Pierde cuando sus ideas dejan de representar a la sociedad, cuando sus palabras resultan ajenas al sentimiento colectivo y cuando el rumbo que propone choca contra convicciones profundamente arraigadas en su pueblo.

La encuesta nacional difundida hoy por Zuban Córdoba y Asociados revela que el deterioro del gobierno de Javier Milei ha ingresado en esa etapa.

El 74,3% de los argentinos rechaza la afirmación del canciller Pablo Quirno acerca del carácter anticuado de la soberanía nacional. Apenas el 18,8% expresa algún grado de acuerdo. 

La distancia entre ambos valores refleja una fractura política, cultural e histórica entre el Gobierno y una enorme mayoría de la sociedad.

El mismo fenómeno aparece en cada respuesta. 

El 60,5% considera que la Argentina debe abrirse al mundo cuidando sus recursos estratégicos y otro 24,5% defiende su explotación exclusiva por parte del país. En conjunto, el 85% reclama alguna forma de protección nacional. 

La apertura irrestricta promovida por Milei alcanza solamente el 14,2% de adhesión.

El 81,8% quiere que el litio, la tierra y el agua permanezcan mayoritariamente en manos argentinas. 

El 74,1% exige proteger la producción y la industria nacional. 

El 77,9% sostiene que la política exterior debe responder al interés propio del país y rechaza los alineamientos automáticos con potencias extranjeras.

Los números dibujan una frontera muy clara. 

De un lado está la sociedad argentina, defendiendo sus recursos, su industria, su capacidad de decidir y su soberanía. 

Del otro está un Gobierno que reduce la Nación a un mercado, la tierra a una mercancía, los recursos naturales a una oportunidad de negocios y la política exterior a un ejercicio de subordinación.

Milei está destruyendo la Argentina material mediante la recesión, el cierre de empresas, la pérdida del trabajo, el abandono de la obra pública y el desmantelamiento de la ciencia, la educación y la producción. Al mismo tiempo, procura destruir la Argentina como proyecto común.
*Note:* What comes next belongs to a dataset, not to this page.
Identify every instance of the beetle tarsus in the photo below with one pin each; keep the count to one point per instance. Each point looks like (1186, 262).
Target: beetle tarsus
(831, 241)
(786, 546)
Su programa necesita un país sin memoria, sin conciencia territorial y sin voluntad soberana, porque solamente un país que deja de reconocerse como tal puede aceptar su propia entrega.
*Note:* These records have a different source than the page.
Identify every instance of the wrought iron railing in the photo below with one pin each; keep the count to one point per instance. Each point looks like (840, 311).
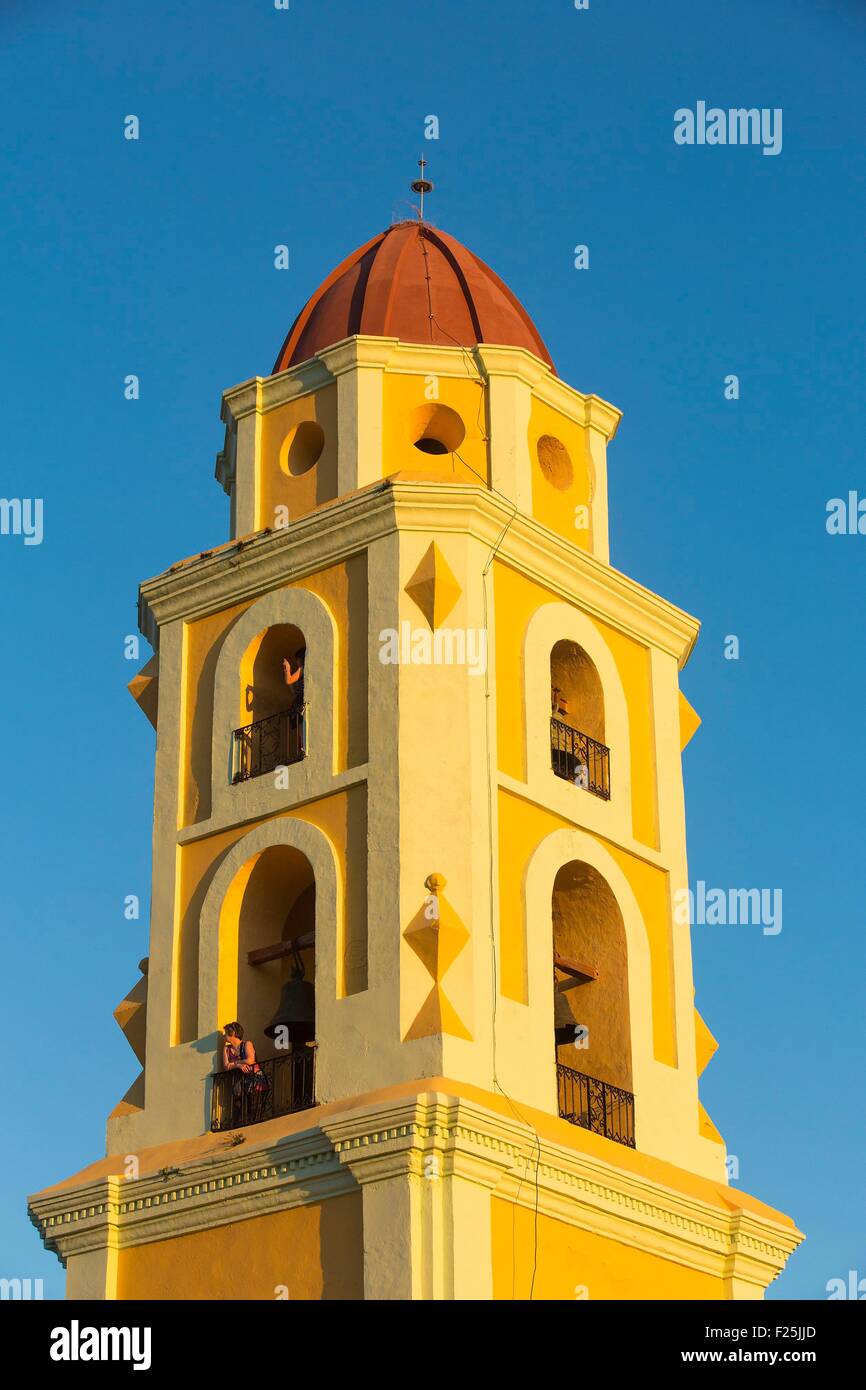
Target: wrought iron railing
(267, 744)
(580, 759)
(597, 1105)
(285, 1084)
Pero la memoria nacional permanece viva. 

El 65,3% afirma que podría priorizar su voto por una propuesta nacionalista y soberanista en materia de tierras, recursos naturales y relaciones internacionales.

Allí aparece el dato político más importante: la defensa de la Nación vuelve a constituirse en una demanda electoral concreta.

El Gobierno creyó que podía vender el país por partes y llamar libertad al remate. La sociedad comienza a comprender el verdadero significado de ese programa. 

Cuando un pueblo advierte que quieren quitarle aquello que pertenece a sus hijos y a sus nietos, el deterioro del gobierno responsable puede volverse irreversible.

La sociedad argentina vuelve a poner un límite.